How is the gcp value derived? As a simplified overview, we can look at the cokurtosis estimates for plasma triglyceride level to systolic blood pressure and systolic blood pressure to plasma triglyceride level - roughly, the ratio between the two indicates what direction the gcp estimate might go in (positive or negative):

# Create df
df <- data.frame(comparison=c('TriGsBP', 'sBPTriG'),
                 cokurtosis=c(mean(jackknife[,2]), mean(jackknife[,3])),
                 sd=c(sd(jackknife[,2]), sd(jackknife[,3])))

# Plot
ggplot(df, aes(x=comparison, y=cokurtosis))+
  geom_col(fill=c('#5f8fb0', '#93b572'), colour='black', position = position_dodge(width = 0.5))+
  theme +
  xlab('CoKurtosis Direction') + ylab('CoKurtosis') +
  geom_errorbar(aes(ymin = cokurtosis-sd,ymax = cokurtosis+sd), width = 0.2)

Here it can be seen that the cokurtosis estimate where plasma triglyceride level is the primary variable is much larger than the cokurtosis estimate where systolic blood pressure is the primary variable.
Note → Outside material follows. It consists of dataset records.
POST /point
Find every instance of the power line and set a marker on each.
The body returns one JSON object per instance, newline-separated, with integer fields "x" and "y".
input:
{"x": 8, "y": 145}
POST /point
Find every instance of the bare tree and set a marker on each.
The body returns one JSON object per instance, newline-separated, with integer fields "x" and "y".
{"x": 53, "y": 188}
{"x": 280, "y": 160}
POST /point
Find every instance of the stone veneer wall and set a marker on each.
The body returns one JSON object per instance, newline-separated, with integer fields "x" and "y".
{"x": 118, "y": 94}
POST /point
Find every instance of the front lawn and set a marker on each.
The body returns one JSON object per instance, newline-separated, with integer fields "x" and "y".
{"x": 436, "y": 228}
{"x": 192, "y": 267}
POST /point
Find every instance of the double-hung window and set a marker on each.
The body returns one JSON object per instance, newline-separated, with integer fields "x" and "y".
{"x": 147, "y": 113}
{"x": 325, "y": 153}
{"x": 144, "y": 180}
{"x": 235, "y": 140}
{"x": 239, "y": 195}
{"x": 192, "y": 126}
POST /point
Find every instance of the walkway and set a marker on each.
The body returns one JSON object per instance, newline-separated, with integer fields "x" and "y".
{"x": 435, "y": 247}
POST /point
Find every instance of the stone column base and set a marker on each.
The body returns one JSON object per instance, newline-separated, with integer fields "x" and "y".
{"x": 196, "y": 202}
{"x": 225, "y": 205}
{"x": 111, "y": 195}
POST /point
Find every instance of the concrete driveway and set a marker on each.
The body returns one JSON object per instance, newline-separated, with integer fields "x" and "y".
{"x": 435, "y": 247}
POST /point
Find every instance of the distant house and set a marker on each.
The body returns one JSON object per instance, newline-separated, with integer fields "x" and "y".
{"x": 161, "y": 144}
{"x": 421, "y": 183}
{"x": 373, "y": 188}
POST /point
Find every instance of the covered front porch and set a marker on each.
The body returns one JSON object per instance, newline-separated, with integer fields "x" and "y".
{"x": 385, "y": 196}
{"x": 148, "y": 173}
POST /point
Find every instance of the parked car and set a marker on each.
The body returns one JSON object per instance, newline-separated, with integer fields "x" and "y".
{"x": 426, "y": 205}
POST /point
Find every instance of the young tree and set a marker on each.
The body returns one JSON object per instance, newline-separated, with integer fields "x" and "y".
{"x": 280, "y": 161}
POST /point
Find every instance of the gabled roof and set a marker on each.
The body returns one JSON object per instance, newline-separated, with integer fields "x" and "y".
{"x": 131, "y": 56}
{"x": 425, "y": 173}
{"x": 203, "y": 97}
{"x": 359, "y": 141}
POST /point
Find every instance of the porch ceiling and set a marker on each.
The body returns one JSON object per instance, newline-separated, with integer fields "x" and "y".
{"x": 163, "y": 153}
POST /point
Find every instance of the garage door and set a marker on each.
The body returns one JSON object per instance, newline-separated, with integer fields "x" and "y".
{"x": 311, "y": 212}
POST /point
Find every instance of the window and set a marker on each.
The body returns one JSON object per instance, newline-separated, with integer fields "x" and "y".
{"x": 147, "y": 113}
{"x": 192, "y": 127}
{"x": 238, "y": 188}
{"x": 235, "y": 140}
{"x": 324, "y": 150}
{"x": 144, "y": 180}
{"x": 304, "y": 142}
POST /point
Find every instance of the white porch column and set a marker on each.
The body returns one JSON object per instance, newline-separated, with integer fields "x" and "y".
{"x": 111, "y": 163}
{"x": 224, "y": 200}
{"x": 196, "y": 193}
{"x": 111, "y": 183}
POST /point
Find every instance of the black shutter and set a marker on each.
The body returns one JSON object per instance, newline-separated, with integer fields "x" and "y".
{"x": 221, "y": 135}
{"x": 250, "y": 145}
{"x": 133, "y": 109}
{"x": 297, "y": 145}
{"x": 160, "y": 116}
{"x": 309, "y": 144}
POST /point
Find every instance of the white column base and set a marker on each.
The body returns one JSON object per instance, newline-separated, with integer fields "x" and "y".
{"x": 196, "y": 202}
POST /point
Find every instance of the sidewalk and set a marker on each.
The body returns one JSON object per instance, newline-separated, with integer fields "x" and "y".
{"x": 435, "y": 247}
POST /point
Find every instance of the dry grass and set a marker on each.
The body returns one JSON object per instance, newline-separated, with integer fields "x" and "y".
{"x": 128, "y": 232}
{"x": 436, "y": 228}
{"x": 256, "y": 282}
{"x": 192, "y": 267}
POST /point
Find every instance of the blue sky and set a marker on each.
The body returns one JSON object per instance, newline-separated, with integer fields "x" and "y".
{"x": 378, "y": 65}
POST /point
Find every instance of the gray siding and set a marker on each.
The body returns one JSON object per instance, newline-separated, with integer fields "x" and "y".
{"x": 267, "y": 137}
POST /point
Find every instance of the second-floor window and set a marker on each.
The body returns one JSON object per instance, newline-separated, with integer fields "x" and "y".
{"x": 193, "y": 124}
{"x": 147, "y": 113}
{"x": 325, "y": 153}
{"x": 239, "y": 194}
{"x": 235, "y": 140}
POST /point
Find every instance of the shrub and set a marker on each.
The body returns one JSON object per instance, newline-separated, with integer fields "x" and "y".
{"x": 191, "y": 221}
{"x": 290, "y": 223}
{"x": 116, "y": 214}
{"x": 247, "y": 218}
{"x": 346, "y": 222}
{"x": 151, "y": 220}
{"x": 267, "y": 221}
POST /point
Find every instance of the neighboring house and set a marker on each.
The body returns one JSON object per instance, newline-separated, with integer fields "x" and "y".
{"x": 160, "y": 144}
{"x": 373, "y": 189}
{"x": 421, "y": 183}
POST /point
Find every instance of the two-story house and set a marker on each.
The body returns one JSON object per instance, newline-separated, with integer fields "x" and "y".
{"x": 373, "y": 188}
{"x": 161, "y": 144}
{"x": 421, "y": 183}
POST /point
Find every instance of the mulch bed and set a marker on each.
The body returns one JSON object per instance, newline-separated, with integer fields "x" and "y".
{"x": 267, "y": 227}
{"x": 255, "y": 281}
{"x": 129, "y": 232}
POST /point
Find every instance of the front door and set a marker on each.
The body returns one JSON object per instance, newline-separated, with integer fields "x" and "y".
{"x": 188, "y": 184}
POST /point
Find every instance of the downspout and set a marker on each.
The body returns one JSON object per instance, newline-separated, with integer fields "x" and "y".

A large difference between these two cokurtosis measures results in a large gcp value (near -1 or 1) - the ratio between these two estimates gives us an idea of how our gcp estimate was derived.

Hypothesis Testing

After computing a gcp estimate, we can also perform a test on the null hypothesis that gcp=0:

# Estimate p-value (tests whether gcp is different from 0)
pval.gcpzero.2tailed.trigbps=pt(-abs(zscore),nBlocks-1)*2

# Print
message('P-value: ', formatC(pval.gcpzero.2tailed.trigbps, format = "e", digits = 2))

## P-value: 4.68e-47

A p-value of 4.68e-47 is highly significant, meaning that we can reject the null hypothesis that gcp=0.

Heritability

It is also a good idea to check the heritability z-scores for both of the GWAS datasets we used: a z-score below 7 may indicate a trait that is not heritable enough for LCV to work correctly.

# Get mean z-scores for each GWAS
mean.zscore.1.trig  <-  mean(jackknife[,5])
mean.zscore.2.bps  <-  mean(jackknife[,6])

# Get h2 z-score
h2.zscore.1.trig <- mean(jackknife[,5])/sd(jackknife[,5])/sqrt(nBlocks+1)
h2.zscore.2.bps <- (mean(jackknife[,6])/sd(jackknife[,6]))/sqrt(nBlocks+1)

# Create df
h2.zscores <- data.frame('GWAS'=c('Triglycerides', 'sBP'), 'h2 Z-score'=c(h2.zscore.1.trig, h2.zscore.2.bps))

# Plot
ggplot(h2.zscores, aes(x=GWAS))+
  geom_col(aes(y=h2.Z.score), fill=c('#5f8fb0', '#93b572'), alpha=0.75, colour='black')+
  geom_hline(yintercept=7, colour='black', linetype='dashed')+
  geom_hline(yintercept=4, colour='black', linetype='solid')+
  scale_y_continuous(limits=c(0,40), expand=c(0,0), name=bquote(h^2~`Z-score`))+
  theme

The graph indicates that both plasma triglyceride level and systolic blood pressure are heritable enough for the LCV model to work reliably.

Summary

By applying the LCV model to two different GWAS datasets for plasma triglyceride level and systolic blood pressure, we can conclude that plasma triglyceride level is likely to affect systolic blood pressure.